| |
Ruben
est néerlandais. Il est surtout le fils d'une figure légendaire
du blues et du boogie batave, le pianiste Rob Hoeke. Préposé
à guitare, le fiston a manifestement hérité
du goût de son père pour le blues. Il est encore très
jeune lorsqu’il sévit déjà au sein de
Blues on the Road, puis de Pepping Express. En 96, il se rend aux
States. Un périple qui va durer 6 semaines. Il visite le
pays de l’oncle Sam, mais surtout se produit en live. Notamment
à Chicago et dans le Sud profond. Lorsqu’il revient
c’est pour militer chez The Hurricane Blues Band et Stone
Freak. Il a fondé son propre groupe début 2004. Un
quartet qui implique le vocaliste Frank Van Pardo, le bassiste Dave
Besse et le drummer Remco Van der Sluis. "Backdoor blues"

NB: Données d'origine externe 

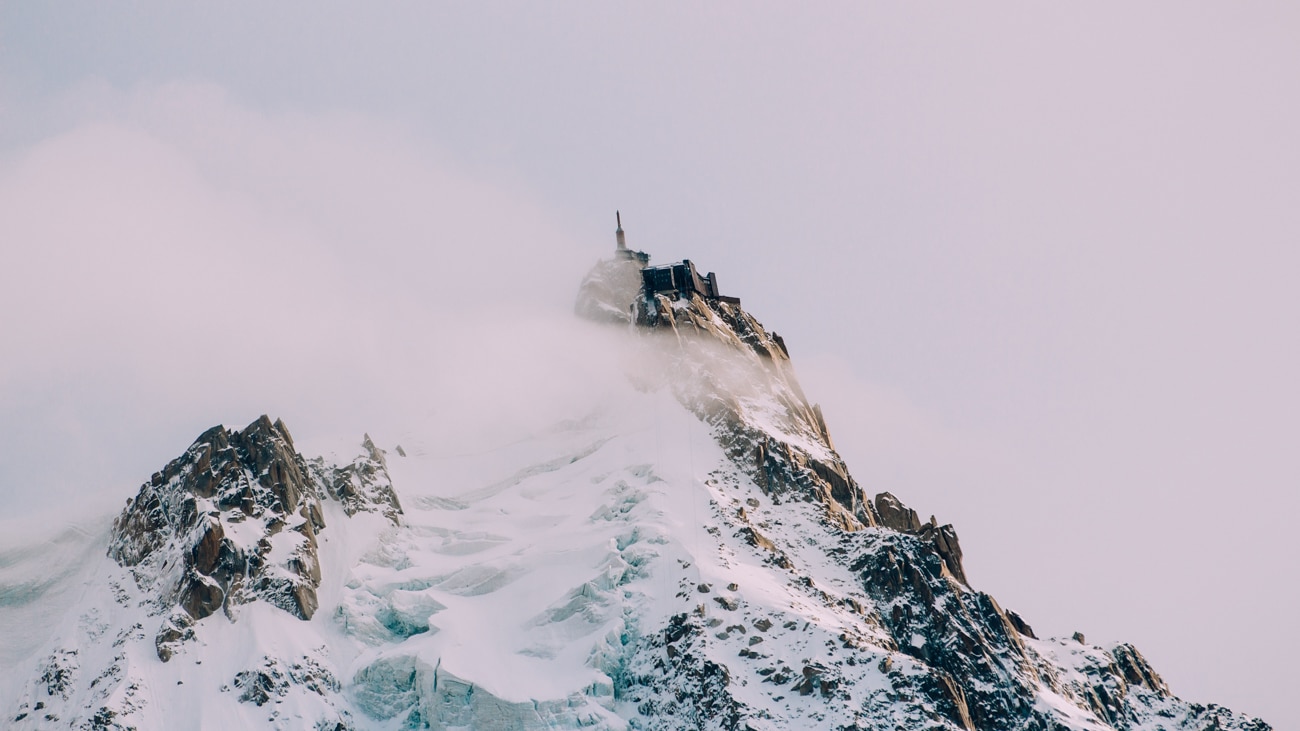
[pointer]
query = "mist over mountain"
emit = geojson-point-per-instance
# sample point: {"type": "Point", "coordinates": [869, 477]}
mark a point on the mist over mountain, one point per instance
{"type": "Point", "coordinates": [674, 544]}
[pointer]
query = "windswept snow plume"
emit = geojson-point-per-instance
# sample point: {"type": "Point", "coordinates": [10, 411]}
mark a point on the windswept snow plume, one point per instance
{"type": "Point", "coordinates": [174, 259]}
{"type": "Point", "coordinates": [671, 544]}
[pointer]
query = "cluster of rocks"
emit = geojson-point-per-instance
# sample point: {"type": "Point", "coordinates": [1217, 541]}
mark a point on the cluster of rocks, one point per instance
{"type": "Point", "coordinates": [234, 520]}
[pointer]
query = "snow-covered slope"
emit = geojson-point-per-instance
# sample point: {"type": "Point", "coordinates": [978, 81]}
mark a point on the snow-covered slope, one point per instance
{"type": "Point", "coordinates": [692, 554]}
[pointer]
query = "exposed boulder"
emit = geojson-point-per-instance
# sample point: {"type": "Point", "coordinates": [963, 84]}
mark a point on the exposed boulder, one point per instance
{"type": "Point", "coordinates": [204, 532]}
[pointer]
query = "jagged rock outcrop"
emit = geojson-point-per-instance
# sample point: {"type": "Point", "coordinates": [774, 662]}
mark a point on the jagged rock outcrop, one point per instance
{"type": "Point", "coordinates": [362, 487]}
{"type": "Point", "coordinates": [624, 571]}
{"type": "Point", "coordinates": [952, 656]}
{"type": "Point", "coordinates": [234, 520]}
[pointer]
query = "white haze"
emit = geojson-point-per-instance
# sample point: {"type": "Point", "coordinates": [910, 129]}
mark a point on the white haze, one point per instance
{"type": "Point", "coordinates": [1036, 262]}
{"type": "Point", "coordinates": [177, 260]}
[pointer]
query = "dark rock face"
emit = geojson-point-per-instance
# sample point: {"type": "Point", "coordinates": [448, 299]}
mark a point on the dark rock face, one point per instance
{"type": "Point", "coordinates": [952, 657]}
{"type": "Point", "coordinates": [204, 533]}
{"type": "Point", "coordinates": [362, 487]}
{"type": "Point", "coordinates": [674, 686]}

ouvre le feu. Une plage bien rythmée. Le blues de Ruben Hoeke
évolue dans un registre assez pub rock. Dans le style, la
voix de Frank passe bien la rampe. Solistes, Van Pardo à
l'harmonica et Ruben à la guitare, obtiennent déjà
leur billet de sortie. Cette plage aurait pu figurer au répertoire
de Dr Feelgood. La guitare emprunte des accents à John Lee
Hooker pour attaquer entamer "Swamp" ; mais la suite tourne
à un festival de guitares, au cours duquel on assiste à
un tournoi entre Ruben et son invité, David Hollestelle Jr
(NDR : il a milité de nombreuses années au sein du
Wild Romance d'Herman Brood). L'ouverture de "Enough of that
stuff" est royale. Très BB King, ce titre bénéficie
de la participation de Tineke Schoemaker (la chanteuse de Barrelhouse),
du pianiste Gergren Deves (en compagnie duquel il a animé
une émission radio pendant quatre ans) et de l'un des plus
célèbres gratteurs des Pays-Bas, l’ex Brainbox
et Focus : Jan Akkerman. Un excellent morceau au cours duquel les
cordes sonnent comme le Peter Green des bons jours. Blues lent,
"Midnight prayer" ne suscite guère d’intérêt,
mais la voix de Frank ne manque pas de charme ; alors que Ruben
se réserve un solo bien senti, pas très blues mais
bourré de feeling. Nos doigts de pieds se mettent à
frétiller pour le boogie "Dirty little women".
Toue l’équipe du RHB y libère un maximum d'énergie.
Le "Cherry Red" d'Ivory Joe Hunter est un nouvel exercice
du blues lent. Wouter Planteidt (leader du trio Sjako!) chante cette
version très dépouillée tout en se réservant
la seconde guitare. Jan Peter Bast siège derrière
les claviers. Mais pour la circonstance, Ruben se montre très
avare de ses notes ; il ne concède d’ailleurs que l'essentiel.
Excellent ! Et le reste de l’opus ne manque pas d’allure.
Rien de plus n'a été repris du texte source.